We can also generate a figure to present this same information in a more
visual representation, using [`analyze_predictions_co_figure`](larch.Model.analyze_predictions_co_figure).

In [None]:
m.analyze_predictions_co_figure("age")

If we prefer to analyze age using specific categorical breakpoints, we can do so
by providing the preferred explicit bin breakpoints to the 
[`analyze_predictions_co`](larch.Model.analyze_predictions_co) method, which
are then used by [`pandas.cut`](pandas.cut) to categorize the data.

In [None]:
m.analyze_predictions_co("age", bins=[0, 25, 45, 65, 99])
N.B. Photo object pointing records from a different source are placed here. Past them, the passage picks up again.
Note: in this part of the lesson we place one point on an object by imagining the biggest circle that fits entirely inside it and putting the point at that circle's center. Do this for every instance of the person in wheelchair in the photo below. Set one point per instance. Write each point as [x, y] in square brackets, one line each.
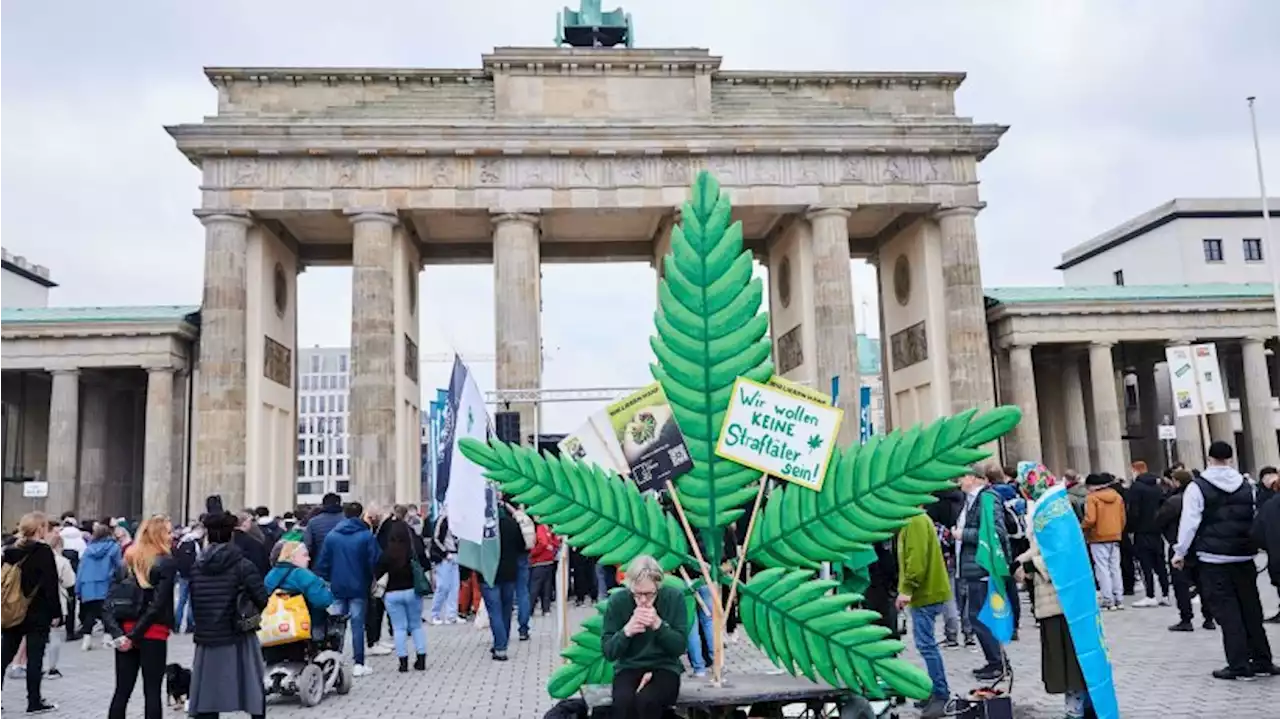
[291, 573]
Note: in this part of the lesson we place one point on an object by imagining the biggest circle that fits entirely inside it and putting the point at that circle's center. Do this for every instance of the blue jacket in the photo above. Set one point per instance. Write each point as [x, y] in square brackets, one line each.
[99, 562]
[296, 580]
[347, 559]
[319, 527]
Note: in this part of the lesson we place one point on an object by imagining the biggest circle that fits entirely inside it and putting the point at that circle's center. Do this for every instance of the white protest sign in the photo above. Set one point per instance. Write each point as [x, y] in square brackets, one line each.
[1196, 379]
[778, 433]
We can also apply non-uniform weights to the observations, by passing an expression to the `wgt` argument of 
the [`analyze_predictions_co`](larch.Model.analyze_predictions_co) method.  For example, here we 
overweight persons who work in the core CBD:

In [None]:
m.analyze_predictions_co("age", wgt="1.5 if wkccbd else 1.0")
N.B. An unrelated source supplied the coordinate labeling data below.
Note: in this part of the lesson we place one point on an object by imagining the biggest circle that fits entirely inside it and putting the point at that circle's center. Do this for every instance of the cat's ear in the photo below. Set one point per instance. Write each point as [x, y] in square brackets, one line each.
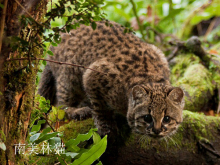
[139, 94]
[176, 95]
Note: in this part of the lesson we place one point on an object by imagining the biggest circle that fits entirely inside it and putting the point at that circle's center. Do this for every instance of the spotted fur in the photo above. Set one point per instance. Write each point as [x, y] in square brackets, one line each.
[132, 78]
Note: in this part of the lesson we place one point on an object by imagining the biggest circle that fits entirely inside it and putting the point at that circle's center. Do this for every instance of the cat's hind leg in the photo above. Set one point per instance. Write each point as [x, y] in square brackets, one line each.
[71, 96]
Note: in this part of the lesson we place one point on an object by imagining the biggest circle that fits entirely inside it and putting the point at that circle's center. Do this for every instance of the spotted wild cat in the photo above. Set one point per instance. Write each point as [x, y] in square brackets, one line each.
[131, 77]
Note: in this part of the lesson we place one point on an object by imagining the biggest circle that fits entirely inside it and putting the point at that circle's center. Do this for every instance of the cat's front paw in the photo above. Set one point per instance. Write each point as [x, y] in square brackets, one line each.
[78, 113]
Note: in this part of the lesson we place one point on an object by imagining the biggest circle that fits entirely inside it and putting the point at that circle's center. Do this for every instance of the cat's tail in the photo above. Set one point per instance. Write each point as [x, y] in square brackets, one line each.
[47, 86]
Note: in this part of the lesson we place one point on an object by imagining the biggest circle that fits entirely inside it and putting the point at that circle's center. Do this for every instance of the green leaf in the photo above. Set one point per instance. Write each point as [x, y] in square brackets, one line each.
[53, 44]
[71, 154]
[81, 138]
[50, 52]
[61, 114]
[96, 137]
[93, 154]
[2, 146]
[35, 128]
[34, 137]
[99, 163]
[46, 130]
[93, 24]
[61, 160]
[44, 62]
[1, 5]
[53, 141]
[46, 137]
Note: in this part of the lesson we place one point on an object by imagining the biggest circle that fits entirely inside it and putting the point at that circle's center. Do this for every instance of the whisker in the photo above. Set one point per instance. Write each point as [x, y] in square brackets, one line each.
[173, 141]
[165, 138]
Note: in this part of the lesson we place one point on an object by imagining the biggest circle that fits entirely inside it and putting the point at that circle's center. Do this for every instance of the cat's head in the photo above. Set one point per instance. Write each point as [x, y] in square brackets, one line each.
[155, 110]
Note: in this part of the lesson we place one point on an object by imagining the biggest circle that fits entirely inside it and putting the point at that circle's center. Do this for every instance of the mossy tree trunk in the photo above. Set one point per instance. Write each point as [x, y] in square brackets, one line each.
[17, 78]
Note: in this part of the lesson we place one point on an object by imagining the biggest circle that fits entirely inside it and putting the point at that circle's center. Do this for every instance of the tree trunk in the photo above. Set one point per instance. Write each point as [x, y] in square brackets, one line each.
[17, 78]
[197, 141]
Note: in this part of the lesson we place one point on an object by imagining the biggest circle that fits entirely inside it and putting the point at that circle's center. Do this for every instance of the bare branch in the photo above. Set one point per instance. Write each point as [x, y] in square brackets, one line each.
[137, 18]
[58, 62]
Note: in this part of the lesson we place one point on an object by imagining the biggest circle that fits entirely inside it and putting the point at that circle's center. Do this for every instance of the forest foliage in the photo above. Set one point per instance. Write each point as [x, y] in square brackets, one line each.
[160, 22]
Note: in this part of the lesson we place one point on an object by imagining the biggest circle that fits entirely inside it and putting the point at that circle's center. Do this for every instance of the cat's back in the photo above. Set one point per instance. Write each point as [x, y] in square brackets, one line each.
[84, 46]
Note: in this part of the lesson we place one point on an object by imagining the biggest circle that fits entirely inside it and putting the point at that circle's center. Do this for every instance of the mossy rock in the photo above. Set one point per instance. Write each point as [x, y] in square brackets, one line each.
[196, 81]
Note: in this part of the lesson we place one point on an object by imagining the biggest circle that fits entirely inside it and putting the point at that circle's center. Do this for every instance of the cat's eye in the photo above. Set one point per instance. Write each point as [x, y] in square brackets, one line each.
[148, 118]
[166, 119]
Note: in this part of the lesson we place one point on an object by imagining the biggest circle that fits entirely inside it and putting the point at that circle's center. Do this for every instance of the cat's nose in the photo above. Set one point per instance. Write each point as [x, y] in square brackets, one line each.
[157, 131]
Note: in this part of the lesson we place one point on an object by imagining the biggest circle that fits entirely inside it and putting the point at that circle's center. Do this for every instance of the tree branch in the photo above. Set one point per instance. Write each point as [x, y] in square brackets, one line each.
[138, 20]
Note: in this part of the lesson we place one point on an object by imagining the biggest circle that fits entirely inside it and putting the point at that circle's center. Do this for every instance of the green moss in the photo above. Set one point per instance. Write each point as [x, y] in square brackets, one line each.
[73, 128]
[195, 79]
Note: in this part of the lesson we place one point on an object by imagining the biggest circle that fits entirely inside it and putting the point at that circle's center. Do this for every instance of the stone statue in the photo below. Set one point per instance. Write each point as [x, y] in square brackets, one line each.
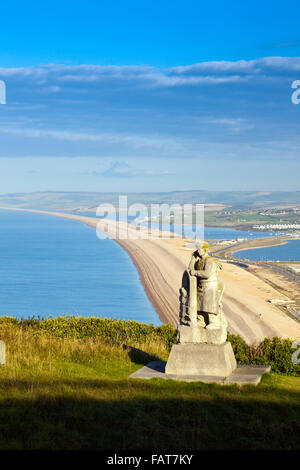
[201, 294]
[202, 348]
[209, 290]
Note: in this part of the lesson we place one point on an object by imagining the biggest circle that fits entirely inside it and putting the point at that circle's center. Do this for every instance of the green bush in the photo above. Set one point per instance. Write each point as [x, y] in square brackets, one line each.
[109, 330]
[276, 352]
[240, 348]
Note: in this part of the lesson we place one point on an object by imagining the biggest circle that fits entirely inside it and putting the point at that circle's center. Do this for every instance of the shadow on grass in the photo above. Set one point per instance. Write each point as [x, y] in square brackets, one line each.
[135, 415]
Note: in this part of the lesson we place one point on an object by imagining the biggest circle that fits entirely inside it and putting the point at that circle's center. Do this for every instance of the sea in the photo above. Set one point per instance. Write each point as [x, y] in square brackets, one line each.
[288, 252]
[51, 266]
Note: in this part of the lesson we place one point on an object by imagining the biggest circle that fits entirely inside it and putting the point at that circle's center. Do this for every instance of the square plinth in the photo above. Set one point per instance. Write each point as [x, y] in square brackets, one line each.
[201, 359]
[242, 375]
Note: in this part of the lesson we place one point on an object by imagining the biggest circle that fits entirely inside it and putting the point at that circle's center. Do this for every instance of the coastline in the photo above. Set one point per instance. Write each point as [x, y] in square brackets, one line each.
[161, 263]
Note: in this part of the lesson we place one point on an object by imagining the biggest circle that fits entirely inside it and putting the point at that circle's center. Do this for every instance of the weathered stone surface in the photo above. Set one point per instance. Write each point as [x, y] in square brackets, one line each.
[201, 359]
[194, 334]
[2, 353]
[243, 375]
Note that weights are *not* normalized within the analysis, so if you use something 
like a population expansion weight or other large value, you will see results that
appear to be extraordinarily significant across the board.

In [None]:
m.analyze_predictions_co("age", wgt="1000")

To counteract this effect, you can normalize weights before providing the data to Larch, 
or explicitly in the `wgt` expression.

Weights in [`analyze_predictions_co`](larch.Model.analyze_predictions_co) are computed 
seperately from weighting that is applied in estimation, but if weights are used in
estimation you can choose to apply the same weights here by setting `wgt=True`.

## Elasticity

Users can also review the elasticity of demand with respect to various input variables, using the 
[`analyze_elasticity`](larch.Model.analyze_elasticity) method.  This method accepts a variable
name and it computes the elasticity with respect to that variable.  For `idca` format variables, 
you can also provide an `altid` (the integer code for an individual alternative), and the 
elasticity will be computed with respect to a change in only that alterantives values for the 
selected variable.  For example, in the model we are reviewing here, cost is stored in a single
`idca` format variable, but if we want to see the elasticity with respect to transit cost specifically
we can do so like this:

In [None]:
m.analyze_elasticity("totcost", altid=4)

For `idco` format variables, we can still compute elasticities, but only without the `altid` argument,
as it does not make sense to try to have an elasticity with respect to something like "income when 
choosing to drive".

In [None]:
m.analyze_elasticity("hhinc")

Elasticities can also be computed by segments of choosers, in a manner mirroring the segmentation available
from the [`analyze_predictions_co`](larch.Model.analyze_predictions_co) method.  By adding the `q` argument
to break the data into quantiles, (and optionally the `n` to set the number of quantiles), we can see elasticity
by various segments.  For example, here we can see the price elasticity of demand for transit is (slightly)
increasing as income increases.

In [None]:
m.analyze_elasticity("totcost", altid=4, q="hhinc", n=3)

## Full Probability Array

In addition to the pre-packaged analysis above, Larch makes available the full 
[`probability`](larch.Model.probability) array (among other internals), so that 
advanced users can slice and analyze the results in arbitrarily complex ways.

In [None]:
m.probability(return_format="dataframe")

In conjunction with manipulations of the data and model parameters, users can evaluate nearly any type of elasticity,
reponse function, or summary statistic.